In the US, this regulation is largely written directly into law and codified in Title 21 of the Code of Federal Regulations

=== Recent developments ===
Starting in 1980 the European Union started to harmonize the regulation of healthcare products in the member states. The concept of regulating medicines was well established in most member countries along similar lines to the US model, but many countries did not have any significant medical device regulation. Concurrently the EU had been developing the concept of New Approach Directives where only broad concepts were written into the law and the bulk of the technological detail delegated to compliance with recognized standards (which are more readily update-able).

The Europeans took the radical approach of applying the New Approach Directive to Medical Devices and by doing so made the first significant conceptual advance in healthcare regulation for nearly 100 years.

The European Model for medical device has largely been adopted by the Global Harmonization Task Force as the international template.

=== Future developments ===
Many in the regulatory affairs profession believe the new approach to regulation will eventually be adopted for all healthcare products as it represents the best model for delivering new healthcare advances to market in a reasonable time with acceptable safety.

Regulatory affairs departments are growing within companies. Due to the changing resources necessary to fulfill the regulatory requirements, some companies also choose to outsource or outtask regulatory affairs to external service providers. Regulatory affairs department is constantly evolving and growing and is the one which is least impacted during the acquisition and merger, and also during recession. Global harmonization in standards has led to consistent approach in regulatory submissions and hence its review.

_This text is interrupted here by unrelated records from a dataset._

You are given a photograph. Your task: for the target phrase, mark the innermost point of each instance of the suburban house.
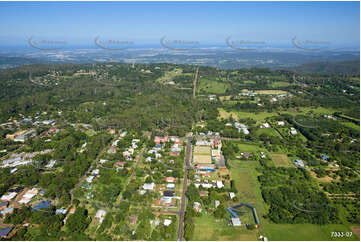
(168, 193)
(9, 196)
(325, 157)
(5, 232)
(158, 140)
(4, 205)
(206, 167)
(100, 215)
(133, 219)
(170, 179)
(293, 131)
(280, 123)
(6, 211)
(202, 159)
(299, 163)
(170, 186)
(167, 222)
(41, 205)
(90, 179)
(149, 186)
(236, 222)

=== Regulatory affairs profession ===
The (healthcare) regulatory affairs profession is still an emergent profession but has a few major international professional membership organizations:
- Drug Information Association, DIA, http://www.diahome.org
- The Regulatory Affairs Professionals Society, RAPS, http://www.raps.org
- The Organisation for Professionals in Regulatory Affairs, TOPRA, http://www.topra.org
- Vietnam Regulatory Affairs: https://vnras.com/
- Association of Regulatory Affairs Professionals: ARAP
- Certified Clinical Research Professionals: CCRP

which offer education and training, professional development, competence certification and codes of ethics.

The regulatory professional typically has a background relevant to the business in which they work, i.e., science, medicine, or engineering.